|And the days are not full enough
And the nights are not full enough
And life slips by like a field mouse
Not shaking the grass
there’s been a bit of a rigmarole lately concerning a cyclist who got cut-up, then physically assaulted by a van driver – and captured it all on his helmet cam. it was all over the bbc and various other cycling blogs and websites. the original article is here.
the funny thing is, i’ve been thinking of getting a helmet camera recently, or modifying something and fixing it to the frame, but i’d be lying if i said it was linked to bad driving. i do encounter bad driving every single day. the problem is that the psycho driving the van is almost certainly a psycho in every other facet of his existence – if he even understood that he existed – it’s just that the effects of being a total nutjob are amplified considerably when driving a 6 ton white van.

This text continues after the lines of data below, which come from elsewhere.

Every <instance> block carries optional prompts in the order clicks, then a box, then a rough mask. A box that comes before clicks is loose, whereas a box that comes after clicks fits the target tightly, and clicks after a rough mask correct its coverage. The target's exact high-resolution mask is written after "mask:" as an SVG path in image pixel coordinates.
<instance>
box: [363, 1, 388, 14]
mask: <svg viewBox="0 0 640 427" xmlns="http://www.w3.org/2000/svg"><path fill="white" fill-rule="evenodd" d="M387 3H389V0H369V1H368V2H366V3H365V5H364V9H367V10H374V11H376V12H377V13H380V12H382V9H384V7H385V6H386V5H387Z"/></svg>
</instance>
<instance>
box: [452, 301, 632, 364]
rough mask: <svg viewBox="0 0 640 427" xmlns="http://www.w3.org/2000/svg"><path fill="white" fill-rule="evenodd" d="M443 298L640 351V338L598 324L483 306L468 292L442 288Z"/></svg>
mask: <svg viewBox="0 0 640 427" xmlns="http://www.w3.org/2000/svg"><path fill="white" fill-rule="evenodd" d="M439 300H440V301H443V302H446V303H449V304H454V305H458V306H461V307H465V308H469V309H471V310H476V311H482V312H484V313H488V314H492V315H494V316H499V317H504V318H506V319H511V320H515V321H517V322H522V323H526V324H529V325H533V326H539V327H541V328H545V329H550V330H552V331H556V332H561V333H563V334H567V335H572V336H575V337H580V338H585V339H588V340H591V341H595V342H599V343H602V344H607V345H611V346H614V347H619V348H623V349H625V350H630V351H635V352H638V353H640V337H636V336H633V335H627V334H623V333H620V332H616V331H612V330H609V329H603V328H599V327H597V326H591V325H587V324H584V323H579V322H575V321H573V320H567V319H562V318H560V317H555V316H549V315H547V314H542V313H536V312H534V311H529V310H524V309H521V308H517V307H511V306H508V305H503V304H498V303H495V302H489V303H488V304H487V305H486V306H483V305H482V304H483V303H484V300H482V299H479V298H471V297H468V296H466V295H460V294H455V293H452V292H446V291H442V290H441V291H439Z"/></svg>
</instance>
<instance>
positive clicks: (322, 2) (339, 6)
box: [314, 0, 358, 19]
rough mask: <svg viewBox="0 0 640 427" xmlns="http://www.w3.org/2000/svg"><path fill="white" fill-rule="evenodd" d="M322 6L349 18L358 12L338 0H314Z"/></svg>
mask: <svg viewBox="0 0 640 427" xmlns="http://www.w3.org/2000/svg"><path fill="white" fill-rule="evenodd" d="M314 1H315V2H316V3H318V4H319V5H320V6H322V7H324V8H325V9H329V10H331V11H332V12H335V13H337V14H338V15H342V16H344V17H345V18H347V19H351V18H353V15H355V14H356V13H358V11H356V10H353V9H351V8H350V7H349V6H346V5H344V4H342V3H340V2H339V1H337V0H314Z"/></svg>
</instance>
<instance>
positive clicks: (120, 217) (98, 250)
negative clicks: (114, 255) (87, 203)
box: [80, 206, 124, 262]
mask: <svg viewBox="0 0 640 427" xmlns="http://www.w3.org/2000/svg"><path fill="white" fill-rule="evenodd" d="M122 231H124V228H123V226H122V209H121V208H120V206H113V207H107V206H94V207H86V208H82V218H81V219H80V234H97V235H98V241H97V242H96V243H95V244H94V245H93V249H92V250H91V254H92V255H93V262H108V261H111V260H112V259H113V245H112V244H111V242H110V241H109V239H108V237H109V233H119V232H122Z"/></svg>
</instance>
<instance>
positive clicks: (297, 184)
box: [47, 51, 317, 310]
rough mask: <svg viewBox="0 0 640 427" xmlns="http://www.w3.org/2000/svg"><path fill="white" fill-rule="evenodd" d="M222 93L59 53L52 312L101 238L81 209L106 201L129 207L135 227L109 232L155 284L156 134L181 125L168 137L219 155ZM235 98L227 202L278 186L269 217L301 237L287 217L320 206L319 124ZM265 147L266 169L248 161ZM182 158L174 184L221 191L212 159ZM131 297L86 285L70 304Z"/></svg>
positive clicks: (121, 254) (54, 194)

anyway, the reason i want to get a helmet cam is to try and get some sort of sense of the progression of time and the seasons; i cycle throughout the year and through the ends of each day; currently dawn is creeping towards bristol, each morning it appears a bit earlier in the commute; and the evenings are lighter and longer by a minute a day. the weather changes throughout the week, and frequently the ride, redhill has its own microclimate where prevailing mist and fog casts a milky glow across the landscape, the lights hang suspended within the clouds as the thundering disembodied sound of aircraft tears through the fabric of the fog. i frequently see strange things, because of my uninsulated proximity to nature, my eyeline level with the tops of the hedgerows, like a pastoral flaneur – or more appositely, the edwardian figure of the tramp rewritten for two wheels;
No time to see, in broad daylight,
Streams full of stars, like skies at night
it is this i want to capture and share, the shadows of silent flocks of sheep, asleep in the half-light; the deer that stands motionless in iwood lane, the orange moon low in the sky, the sun rolling along the field boundaries, and the rich kaleidoscope of changing colour; when “as happens sometimes, a moment settles and hovers and remains for much more than a moment. and sound stops and movement stops for much, much more than a moment.”*
“Sudden and magnificent, the sun’s broad golden disc showed itself over the horizon facing them; and the first rays, shooting across the level water-meadows, took the animals full in the eyes and dazzled them. When they were able to look once more, the Vision had vanished, and the air was full of the carol of birds that hailed the dawn.”